Michael’s Story
By: Antoinette, Parent of Michael, a 19 month old with a 16p11.2 Deletion
“Our babies our one of a kind and they are amazing little people!!! God blessed us with these little ones cherish every moment!”
What is your child’s relationship like with his/her siblings?
He doesn’t seem very impressed with the younger sibling (3 months old) but ok with the older sibling (8)
What does your family do for fun?
Play, laugh, joke around, arts & crafts, go for walks
Tell us about the biggest hardship your family faces.
The unknown of what is going to happen with our son.
What about your child puts a smile on your face?
His smile is contagious! He LOVES to dance and he loves to HUM!!! He’s so silly and he’s an amazing boy we are beyond blessed!
What motivates you to participate in research?
To help others who will go through this.
How do you feel you are impacting our understanding of the genetic changes being studied in Simons Searchlight (16p11.2, 1q21.1, or single gene changes)?

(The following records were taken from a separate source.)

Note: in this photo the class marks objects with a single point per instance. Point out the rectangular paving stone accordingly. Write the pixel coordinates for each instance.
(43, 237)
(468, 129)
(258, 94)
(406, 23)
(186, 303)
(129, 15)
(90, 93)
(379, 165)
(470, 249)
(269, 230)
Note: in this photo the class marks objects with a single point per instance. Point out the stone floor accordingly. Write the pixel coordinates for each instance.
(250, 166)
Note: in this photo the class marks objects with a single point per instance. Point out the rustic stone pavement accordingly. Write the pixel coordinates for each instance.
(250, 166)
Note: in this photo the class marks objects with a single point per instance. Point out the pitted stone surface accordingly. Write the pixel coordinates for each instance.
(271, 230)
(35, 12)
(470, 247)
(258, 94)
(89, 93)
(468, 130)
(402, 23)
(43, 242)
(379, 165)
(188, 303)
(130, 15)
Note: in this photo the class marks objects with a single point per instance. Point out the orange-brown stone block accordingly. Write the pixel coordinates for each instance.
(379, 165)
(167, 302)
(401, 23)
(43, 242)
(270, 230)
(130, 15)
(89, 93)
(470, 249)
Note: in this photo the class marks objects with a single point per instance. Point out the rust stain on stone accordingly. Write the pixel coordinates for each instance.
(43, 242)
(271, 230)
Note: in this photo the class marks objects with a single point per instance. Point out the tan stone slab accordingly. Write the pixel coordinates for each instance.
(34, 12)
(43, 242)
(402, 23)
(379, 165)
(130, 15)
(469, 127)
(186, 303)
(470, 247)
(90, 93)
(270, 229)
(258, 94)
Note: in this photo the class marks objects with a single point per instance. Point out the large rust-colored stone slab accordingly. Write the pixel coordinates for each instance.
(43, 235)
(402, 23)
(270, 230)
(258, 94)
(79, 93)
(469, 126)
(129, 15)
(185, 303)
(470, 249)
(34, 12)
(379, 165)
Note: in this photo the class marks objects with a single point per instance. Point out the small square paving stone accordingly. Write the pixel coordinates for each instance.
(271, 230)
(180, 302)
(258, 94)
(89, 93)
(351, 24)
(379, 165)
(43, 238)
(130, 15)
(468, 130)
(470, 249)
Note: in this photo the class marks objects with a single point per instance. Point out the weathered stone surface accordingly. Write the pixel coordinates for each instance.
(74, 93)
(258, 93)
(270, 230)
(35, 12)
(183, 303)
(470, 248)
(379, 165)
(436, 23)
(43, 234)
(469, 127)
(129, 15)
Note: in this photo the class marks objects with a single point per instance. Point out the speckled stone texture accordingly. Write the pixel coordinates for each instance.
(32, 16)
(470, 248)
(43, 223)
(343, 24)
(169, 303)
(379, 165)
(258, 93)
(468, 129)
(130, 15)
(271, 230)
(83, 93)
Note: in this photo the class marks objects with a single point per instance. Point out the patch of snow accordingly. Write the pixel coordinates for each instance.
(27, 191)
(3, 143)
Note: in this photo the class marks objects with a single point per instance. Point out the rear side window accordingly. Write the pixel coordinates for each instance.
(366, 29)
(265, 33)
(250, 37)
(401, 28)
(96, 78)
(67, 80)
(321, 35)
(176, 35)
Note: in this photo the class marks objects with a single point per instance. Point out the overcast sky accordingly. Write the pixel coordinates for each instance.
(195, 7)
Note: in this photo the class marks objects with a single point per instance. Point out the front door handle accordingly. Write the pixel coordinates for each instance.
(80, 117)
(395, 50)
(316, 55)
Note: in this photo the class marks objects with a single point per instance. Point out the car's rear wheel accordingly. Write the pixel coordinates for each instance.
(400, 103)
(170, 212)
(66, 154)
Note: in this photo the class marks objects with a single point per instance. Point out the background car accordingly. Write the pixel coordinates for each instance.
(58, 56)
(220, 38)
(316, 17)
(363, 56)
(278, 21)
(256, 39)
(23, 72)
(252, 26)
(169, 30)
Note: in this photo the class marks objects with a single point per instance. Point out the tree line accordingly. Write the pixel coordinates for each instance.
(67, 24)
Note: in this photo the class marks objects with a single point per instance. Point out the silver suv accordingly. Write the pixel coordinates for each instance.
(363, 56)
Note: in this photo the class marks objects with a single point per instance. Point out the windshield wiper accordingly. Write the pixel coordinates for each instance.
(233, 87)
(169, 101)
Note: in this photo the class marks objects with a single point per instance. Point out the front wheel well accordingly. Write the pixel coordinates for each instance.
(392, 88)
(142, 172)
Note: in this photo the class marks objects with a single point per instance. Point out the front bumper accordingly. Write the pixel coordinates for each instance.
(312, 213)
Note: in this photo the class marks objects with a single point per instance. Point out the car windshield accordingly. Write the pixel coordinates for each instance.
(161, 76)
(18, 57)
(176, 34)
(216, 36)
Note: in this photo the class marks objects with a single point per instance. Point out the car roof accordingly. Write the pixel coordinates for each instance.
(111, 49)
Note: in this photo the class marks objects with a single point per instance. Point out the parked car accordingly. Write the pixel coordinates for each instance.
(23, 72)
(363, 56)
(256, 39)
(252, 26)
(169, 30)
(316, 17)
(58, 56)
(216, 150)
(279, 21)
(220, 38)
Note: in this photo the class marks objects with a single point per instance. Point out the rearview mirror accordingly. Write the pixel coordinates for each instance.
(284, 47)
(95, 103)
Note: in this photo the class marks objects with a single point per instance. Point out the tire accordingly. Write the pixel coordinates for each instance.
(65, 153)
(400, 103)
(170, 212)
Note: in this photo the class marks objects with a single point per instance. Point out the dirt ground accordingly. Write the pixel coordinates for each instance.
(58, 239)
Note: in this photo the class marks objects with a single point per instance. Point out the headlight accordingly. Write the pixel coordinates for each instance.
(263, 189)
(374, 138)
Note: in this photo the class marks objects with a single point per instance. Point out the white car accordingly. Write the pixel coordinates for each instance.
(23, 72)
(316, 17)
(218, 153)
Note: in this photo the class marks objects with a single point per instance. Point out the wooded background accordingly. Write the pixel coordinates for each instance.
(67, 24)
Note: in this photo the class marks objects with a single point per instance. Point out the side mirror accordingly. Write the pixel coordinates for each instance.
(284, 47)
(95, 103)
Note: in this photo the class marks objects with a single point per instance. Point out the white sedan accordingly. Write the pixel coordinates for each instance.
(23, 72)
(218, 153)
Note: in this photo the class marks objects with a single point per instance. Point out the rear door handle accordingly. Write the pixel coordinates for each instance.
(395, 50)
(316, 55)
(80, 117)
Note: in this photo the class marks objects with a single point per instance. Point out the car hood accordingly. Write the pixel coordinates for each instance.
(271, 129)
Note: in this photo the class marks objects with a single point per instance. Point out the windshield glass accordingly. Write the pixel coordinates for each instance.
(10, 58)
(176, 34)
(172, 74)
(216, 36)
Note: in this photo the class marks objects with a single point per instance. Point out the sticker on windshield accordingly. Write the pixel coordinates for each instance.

Its a learning experience!
What have you learned about your child’s condition from other families?
We are just starting with learning but so far we know we have A LOT of support.
If you could give one piece of advice to someone recently diagnosed with the genetic change in your family, what would it be?
PRAY! Love your baby extra!
What is one question you wish researchers could answer about your child’s genetic change?
Why did this happen?
Is there anything else you would like to share with other families?
Our babies our one of a kind and they are amazing little people!!! God blessed us with these little ones cherish every moment!